The search in this case is for love, true love. In The Lobster’s second half, David ends up in the forest and meets the Short-Sighted Woman. He also meets the Loner Leader (Léa Seydoux), an extremist on the opposite side of the political spectrum. It is fascinating to see how Lanthimos finds ways to criticize everyone, from stone-cold hypocrites doing everything to maintain their status quo to nihilistic revolutionaries who also have a personal agenda and a set of strict rules. Sex is not allowed among the rebels either, but the rules encompass love or any sort of physical contact, an evident refusal to abide by the hotel rules at all costs. Besides that, they must dig their own graves. “Memento mori,” they seem to say.
As David begins to fall in love (or believe that he is falling in love), Lanthimos’ thesis is fully shaped. No matter how pure or innocent his connection with the Short-Sighted Woman is (they become bound by music, rabbits and a sign language they invent), people will always look for things they have in common. This is, of course, a satirical exaggeration, but not that far from reality. Even in our world, it is very hard to find those who are truly open to accepting each other’s differences — and find love precisely in them.

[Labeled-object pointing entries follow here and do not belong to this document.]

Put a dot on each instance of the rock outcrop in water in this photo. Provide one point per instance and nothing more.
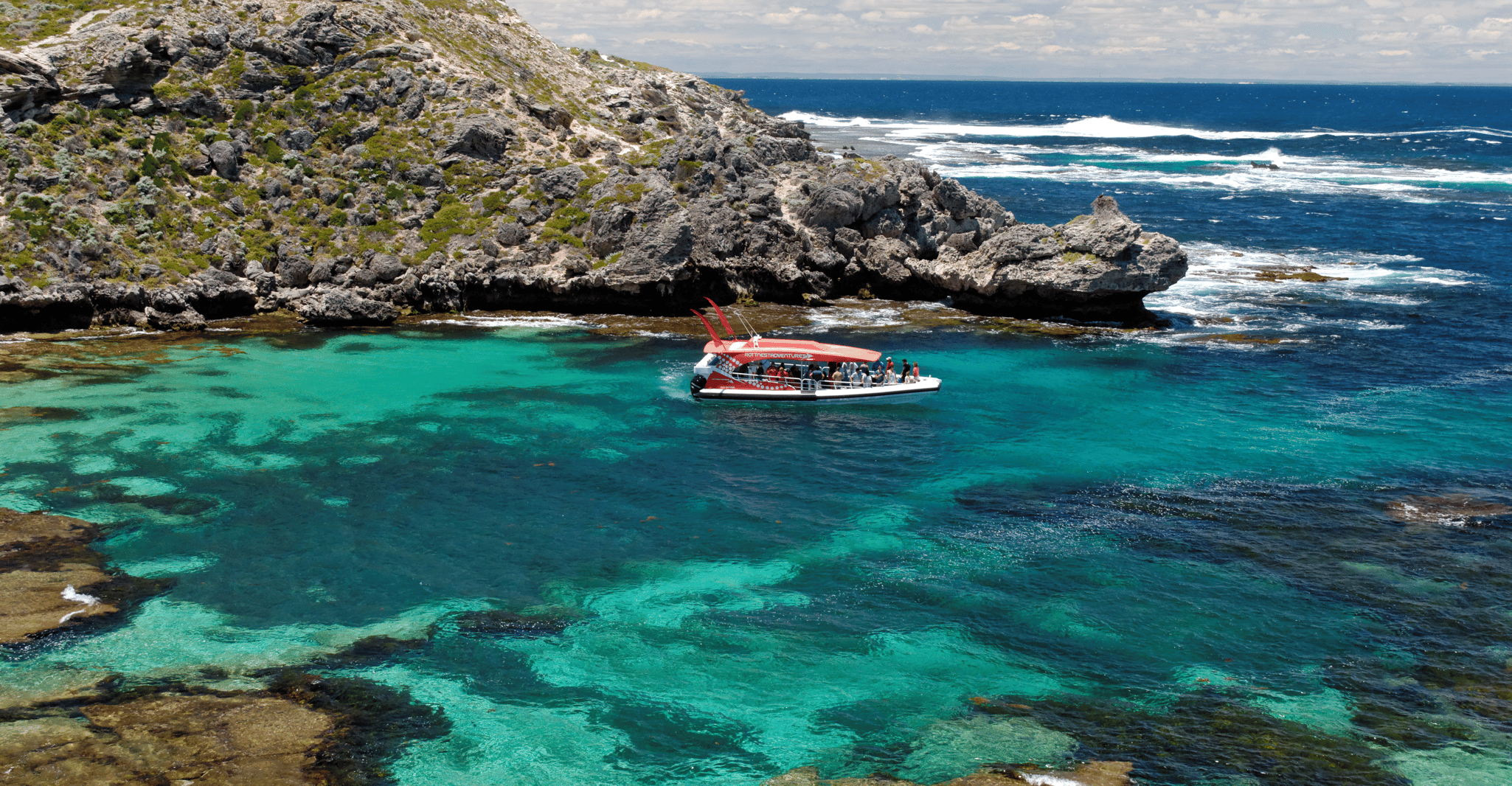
(303, 731)
(354, 161)
(50, 578)
(1086, 774)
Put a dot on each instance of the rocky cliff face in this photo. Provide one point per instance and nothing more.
(353, 161)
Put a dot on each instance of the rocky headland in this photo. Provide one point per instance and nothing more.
(353, 162)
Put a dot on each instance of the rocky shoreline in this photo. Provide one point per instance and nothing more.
(361, 161)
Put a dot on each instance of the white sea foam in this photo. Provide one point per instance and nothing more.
(1222, 293)
(1098, 128)
(525, 321)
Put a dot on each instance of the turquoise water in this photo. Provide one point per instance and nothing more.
(1131, 522)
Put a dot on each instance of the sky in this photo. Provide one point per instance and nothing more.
(1264, 40)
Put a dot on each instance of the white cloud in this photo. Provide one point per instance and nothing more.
(1350, 40)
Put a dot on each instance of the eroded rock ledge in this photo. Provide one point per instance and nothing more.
(50, 580)
(351, 162)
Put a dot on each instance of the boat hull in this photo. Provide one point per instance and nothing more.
(856, 395)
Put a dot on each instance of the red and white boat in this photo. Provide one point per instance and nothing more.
(791, 369)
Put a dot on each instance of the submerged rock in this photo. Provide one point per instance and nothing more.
(342, 309)
(170, 740)
(1086, 774)
(508, 623)
(301, 731)
(1447, 509)
(50, 578)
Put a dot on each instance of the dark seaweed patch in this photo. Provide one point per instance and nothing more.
(1205, 737)
(229, 392)
(375, 723)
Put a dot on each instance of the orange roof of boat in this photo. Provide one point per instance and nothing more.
(746, 351)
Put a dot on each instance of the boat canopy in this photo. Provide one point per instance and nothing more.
(746, 351)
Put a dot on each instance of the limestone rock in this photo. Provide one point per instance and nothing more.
(185, 319)
(481, 136)
(253, 741)
(49, 575)
(676, 189)
(336, 307)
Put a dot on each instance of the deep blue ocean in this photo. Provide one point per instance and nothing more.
(1171, 548)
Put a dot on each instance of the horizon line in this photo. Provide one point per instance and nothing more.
(1121, 80)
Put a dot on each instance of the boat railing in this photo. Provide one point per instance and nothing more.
(811, 384)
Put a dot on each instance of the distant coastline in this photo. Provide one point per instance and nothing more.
(712, 76)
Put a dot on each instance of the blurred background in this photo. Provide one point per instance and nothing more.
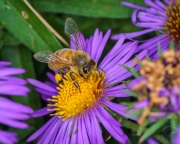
(22, 34)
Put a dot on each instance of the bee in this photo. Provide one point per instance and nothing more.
(69, 60)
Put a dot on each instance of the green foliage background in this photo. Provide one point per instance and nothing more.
(21, 37)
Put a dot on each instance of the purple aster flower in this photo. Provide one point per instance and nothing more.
(158, 16)
(176, 137)
(12, 113)
(158, 87)
(152, 141)
(77, 113)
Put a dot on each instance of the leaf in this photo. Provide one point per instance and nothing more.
(132, 93)
(91, 8)
(1, 44)
(151, 130)
(159, 51)
(171, 46)
(131, 70)
(27, 28)
(22, 57)
(22, 134)
(2, 4)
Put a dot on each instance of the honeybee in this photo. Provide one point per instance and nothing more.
(69, 60)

Beautifully edited (especially in a masturbation scene that ends in torture) and filmed almost entirely using natural light (which helps make everything look colorless and bleak), The Lobster is wonderful food for thought like any good representative of the Greek Weird Wave. But above all, it is an intelligent and tragic philosophical essay that recognizes that even if you try to escape and remove yourself from the ugliness of society, society always finds you.